Council members used the March 4 CIP workshop to press staff for clearer prioritization of parks projects that would require voter authorization and to seek a repeatable process for funding small neighborhood park needs.
Staff explained that projects highlighted in blue in the presentation indicate items that need future general obligation bond authority for parks, libraries or government facilities. “The numbers identified here in the blue boxes are projects that we currently don't have a funding source for,” Assistant City Manager Vicky Rios said. Staff said the city will conduct community outreach with a consultant to test bond appetite and to refine a bond package if council chooses that route.

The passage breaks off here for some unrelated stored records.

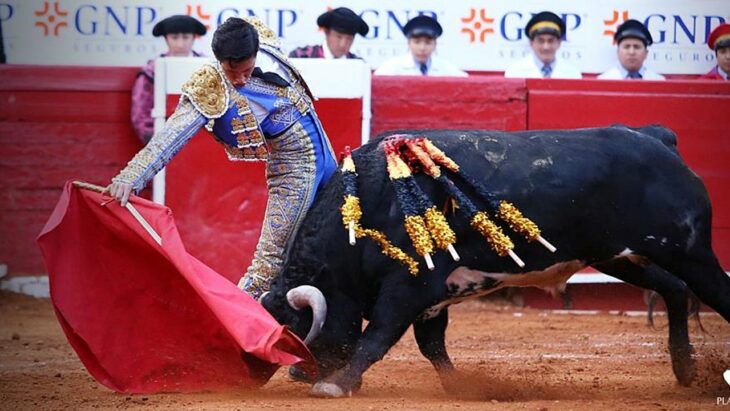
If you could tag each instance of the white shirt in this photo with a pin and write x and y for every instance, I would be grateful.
(620, 73)
(405, 65)
(531, 67)
(328, 53)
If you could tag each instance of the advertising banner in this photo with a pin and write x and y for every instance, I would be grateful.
(478, 35)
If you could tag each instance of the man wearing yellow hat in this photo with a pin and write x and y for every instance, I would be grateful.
(545, 31)
(719, 41)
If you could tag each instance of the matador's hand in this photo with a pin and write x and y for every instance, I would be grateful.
(120, 192)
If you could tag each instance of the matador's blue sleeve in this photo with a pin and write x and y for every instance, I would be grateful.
(179, 129)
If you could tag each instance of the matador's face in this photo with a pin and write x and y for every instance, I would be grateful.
(239, 72)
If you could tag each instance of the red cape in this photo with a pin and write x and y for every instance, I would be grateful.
(145, 318)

Several council members stressed that many small neighborhood parks are not individually listed in the 10‑year CIP and asked how irrigation, lighting and playground replacements for smaller sites are tracked. Parks Director John Kennedy said the CIP is a 10‑year snapshot and not every park appears each cycle; however, staff maintains asset lists and condition reports and will add parks to the CIP when prioritized. Staff also noted that smaller irrigation repairs can be handled through operating‑budget maintenance while larger below‑ground replacement projects would rise to capital level.
Council members also raised accessibility and inclusive‑playground priorities. Staff said an ADA/accessibility and inclusive playground study will come back to the council at a March 25 workshop; the report will include recommendations for improving accessibility at existing playgrounds and proposals for all‑inclusive playground locations. “We will be bringing both of those two options to you, but they would require additional funding,” Parks Director John Kennedy said.
Why it matters: Parks are widely distributed across Glendale; council members sought a clear mechanism to ensure smaller neighborhood parks receive predictable capital or maintenance attention. Bond packaging decisions will determine which larger park projects proceed and when, and ADA/inclusive playground proposals will require separate funding decisions.